Answers, however, have been hard to come by
At a public hearing on four new family law bills in Inuvik last month, Dale Sharkey, a family counsellor in Inuvik, asked the legislative committee examining the bills about the exclusion of same-sex couples from the Family Law Act.
"I got the feeling that the legislature itself wasn't interested at all," said Sharkey.
"They said it was 'a departmental decision,'" said Andrew Fox, an Inuvik defence lawyer. Fox said he feels the response was inadequate.
According to the proposed Family Law Act, a spouse is considered one of either a man or a woman in a marriage or common-law marriage. However, sexual orientation is one of the grounds of discrimination covered under the Human Right Act.
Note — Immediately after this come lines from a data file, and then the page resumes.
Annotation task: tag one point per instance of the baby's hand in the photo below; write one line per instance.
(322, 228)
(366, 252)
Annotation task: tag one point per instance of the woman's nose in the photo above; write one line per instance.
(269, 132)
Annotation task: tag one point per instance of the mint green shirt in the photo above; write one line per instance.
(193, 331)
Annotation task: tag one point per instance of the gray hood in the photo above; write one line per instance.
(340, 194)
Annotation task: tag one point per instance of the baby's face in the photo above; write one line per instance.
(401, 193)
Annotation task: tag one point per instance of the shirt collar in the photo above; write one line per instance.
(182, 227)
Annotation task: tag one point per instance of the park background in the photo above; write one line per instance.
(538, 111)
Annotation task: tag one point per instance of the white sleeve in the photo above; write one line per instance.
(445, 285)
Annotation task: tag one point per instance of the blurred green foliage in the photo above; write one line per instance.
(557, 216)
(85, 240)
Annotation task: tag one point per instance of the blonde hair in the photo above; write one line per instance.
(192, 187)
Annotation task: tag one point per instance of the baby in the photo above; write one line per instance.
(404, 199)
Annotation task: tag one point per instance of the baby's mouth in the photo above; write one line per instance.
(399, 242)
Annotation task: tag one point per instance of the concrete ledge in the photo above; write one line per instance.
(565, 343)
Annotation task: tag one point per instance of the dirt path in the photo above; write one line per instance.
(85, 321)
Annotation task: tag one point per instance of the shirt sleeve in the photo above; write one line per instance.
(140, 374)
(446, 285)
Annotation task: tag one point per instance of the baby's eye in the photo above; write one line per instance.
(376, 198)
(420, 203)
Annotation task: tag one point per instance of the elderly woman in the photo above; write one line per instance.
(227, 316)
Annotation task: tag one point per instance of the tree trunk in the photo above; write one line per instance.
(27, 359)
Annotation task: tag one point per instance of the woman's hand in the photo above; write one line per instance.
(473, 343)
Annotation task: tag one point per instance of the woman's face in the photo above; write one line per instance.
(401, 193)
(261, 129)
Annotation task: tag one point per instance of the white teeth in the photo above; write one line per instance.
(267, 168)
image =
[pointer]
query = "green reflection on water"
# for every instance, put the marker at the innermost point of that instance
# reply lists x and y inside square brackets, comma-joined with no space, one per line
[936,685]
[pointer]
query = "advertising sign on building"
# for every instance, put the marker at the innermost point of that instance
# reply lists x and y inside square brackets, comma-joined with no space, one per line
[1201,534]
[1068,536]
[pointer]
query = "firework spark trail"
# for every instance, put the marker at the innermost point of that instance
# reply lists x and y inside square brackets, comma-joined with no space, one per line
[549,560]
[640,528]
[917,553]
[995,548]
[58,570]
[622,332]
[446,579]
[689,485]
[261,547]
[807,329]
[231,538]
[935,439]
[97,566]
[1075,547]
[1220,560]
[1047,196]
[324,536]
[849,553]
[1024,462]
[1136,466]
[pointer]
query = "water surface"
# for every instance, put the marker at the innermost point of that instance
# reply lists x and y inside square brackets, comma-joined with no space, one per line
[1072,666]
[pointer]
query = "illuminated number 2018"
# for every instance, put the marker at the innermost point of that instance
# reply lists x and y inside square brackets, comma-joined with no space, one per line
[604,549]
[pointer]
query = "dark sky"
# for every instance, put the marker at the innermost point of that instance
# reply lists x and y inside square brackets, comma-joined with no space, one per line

"You cannot discriminate against someone based on sex," said Bob Fagan, human rights commissioner for the NWT and Alberta.
Fagan also said that cases of discrimination are being challenged in courts across the country, and for the most part, are winning. "The sides claiming discrimination are winning more than losing," said Fagan.
If the proposed family law legislation is passed with the current definition, concerned parties may still have recourse through the Canadian Human Rights Commission.
At the initial review in Yellowknife, April 7, committee member Roy Erasmus questioned Minister of Social Services Kelvin Ng and his team of advisors on the exclusion of same-sex couples from the act.
"It seems as though this bill is recognizing only opposite-sex relationships," said Erasmus.
Ng could offer no direct answer, however. He said only that the definition of spouse was taken from Ontario legislation, which includes only opposite-sex couples and added that the definition would change only in the event of strong public hearing input, or a Supreme Court ruling.